Some destinations are not spending this time of limited travel lamenting their loss of business. They’re out there with new — sometimes expensive — campaigns to stay top of mind with travelers, encouraging those who might travel where they can and planting long-term seeds in the dreams of frustrated wanderers.
One destination, Baltimore, sees this period as an opportunity to address misperceptions. Sarah Schaffer, CMO for Visit Baltimore, said a major campaign to rebrand the city had been in the works for over a year. With a Black-majority city to promote, said Schaffer, her office believed that with all the national discussion around social injustice, equality and inclusion “we thought it was time to come out with this campaign sooner than later.”
With a city that has long suffered from misperceptions because of less-than-flattering portrayals like on the TV show “The Wire,” Visit Baltimore and its marketing agency Bellweather set out to hold community workshop talking groups and general “deep listening” interviews to get at the heart of what Baltimore is today.
The result was a campaign that focuses on the city’s cultural richness and diversity. It launched in August with creative collaborators that includes local poets and writers, photographers and others.
The campaign, which involves buyouts of transit advertising platforms in cities in the Northeast corridor, digital billboards, banners and print ads, wraps its arms around the entire city -- not just long-time tourism hub Inner Harbor. It has a neighborhood focus in a city of more than 250 neighborhoods and includes mentions of small businesses like boutiques, restaurants and small house museums.

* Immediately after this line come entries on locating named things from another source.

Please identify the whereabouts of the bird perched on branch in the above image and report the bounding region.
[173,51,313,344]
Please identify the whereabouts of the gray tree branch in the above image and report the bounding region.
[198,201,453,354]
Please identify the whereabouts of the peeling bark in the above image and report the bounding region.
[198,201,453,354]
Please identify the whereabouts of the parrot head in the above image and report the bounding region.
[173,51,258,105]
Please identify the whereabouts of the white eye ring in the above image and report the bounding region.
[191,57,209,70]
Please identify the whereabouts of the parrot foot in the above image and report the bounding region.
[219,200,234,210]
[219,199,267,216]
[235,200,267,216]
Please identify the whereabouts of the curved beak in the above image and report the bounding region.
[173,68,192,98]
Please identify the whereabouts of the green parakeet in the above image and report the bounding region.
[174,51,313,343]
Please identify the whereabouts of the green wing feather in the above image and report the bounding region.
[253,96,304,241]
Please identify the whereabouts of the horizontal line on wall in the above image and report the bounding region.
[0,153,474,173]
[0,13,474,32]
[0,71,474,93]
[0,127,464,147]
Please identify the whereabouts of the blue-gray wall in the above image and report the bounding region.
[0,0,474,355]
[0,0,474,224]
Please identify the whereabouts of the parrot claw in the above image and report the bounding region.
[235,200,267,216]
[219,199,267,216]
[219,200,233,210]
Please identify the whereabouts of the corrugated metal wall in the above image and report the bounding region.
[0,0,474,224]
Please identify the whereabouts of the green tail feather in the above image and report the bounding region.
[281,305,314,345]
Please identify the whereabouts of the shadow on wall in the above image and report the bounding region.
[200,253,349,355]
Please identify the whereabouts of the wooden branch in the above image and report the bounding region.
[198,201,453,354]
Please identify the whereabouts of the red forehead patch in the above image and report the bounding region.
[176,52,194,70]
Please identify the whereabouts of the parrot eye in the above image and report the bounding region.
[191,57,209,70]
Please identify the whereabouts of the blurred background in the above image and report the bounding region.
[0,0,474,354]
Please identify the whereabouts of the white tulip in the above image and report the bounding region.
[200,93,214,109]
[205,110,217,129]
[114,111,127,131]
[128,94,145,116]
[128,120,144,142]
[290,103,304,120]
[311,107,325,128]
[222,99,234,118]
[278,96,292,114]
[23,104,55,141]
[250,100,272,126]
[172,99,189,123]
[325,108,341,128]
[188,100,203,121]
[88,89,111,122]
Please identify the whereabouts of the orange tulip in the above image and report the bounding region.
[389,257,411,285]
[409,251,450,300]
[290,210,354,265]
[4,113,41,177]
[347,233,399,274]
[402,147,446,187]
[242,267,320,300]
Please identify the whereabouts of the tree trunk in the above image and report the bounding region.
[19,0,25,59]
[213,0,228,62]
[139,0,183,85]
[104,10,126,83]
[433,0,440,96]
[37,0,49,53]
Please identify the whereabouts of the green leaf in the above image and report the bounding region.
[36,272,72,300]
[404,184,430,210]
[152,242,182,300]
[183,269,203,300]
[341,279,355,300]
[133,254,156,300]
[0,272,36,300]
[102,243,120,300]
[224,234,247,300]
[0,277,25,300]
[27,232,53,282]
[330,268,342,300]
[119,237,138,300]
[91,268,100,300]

The campaign launched in August and generated an immediate rise in traffic to the website, including intent to travel and an increase in request for visitor guides. In addition, many people signed up for the free BoP pass that provides discounts to museums and attractions that celebrate the city’s African-American heritage. There has also been a jump in social engagements and positive input from hoteliers and other partners.
For destinations in general, there are an increasing number of options to keep potential visitors engaged. For one, a company called Clicktivated offers “shoppable video,” the ability for a viewer to click on a video and immediately be sent to the relevant information.
Clicktivated claims that using its tool leads to higher viewership and engagement rates as the tourism industry shifts to accommodate a new wave of local travel. Thus, the company works with a number of state tourism offices.
Ben Hatala, COO of Clicktivated, said clients share existing video with his company and where they want to see the shoppable options. This helps destinations drive direct bookings with hotels and attractions. Example: A Wyoming video might allow a viewer to click through to a dude ranch shown in the video.
The technology is device-agnostic and “works great on the phone,” he said.
Clicktivated also provide solid analytics, said Hatala, including number of clicks, clickthrough rate and more. He said that 99% of viewers clicked on at least one attraction during a Wyoming video, and there was a 27% clickthrough rate. That’s a far higher rate than videos on Youtube or Facebook, he claimed.
Whatever route they take, marketers should take heed of what Baltimore and Clicktivated’s destination clients are doing in positioning themselves for what may be a post-pandemic rush that could start with local and regional travel. If there’s any budget at all, it’s important to stay “out there” as much -- and as creatively -- as possible.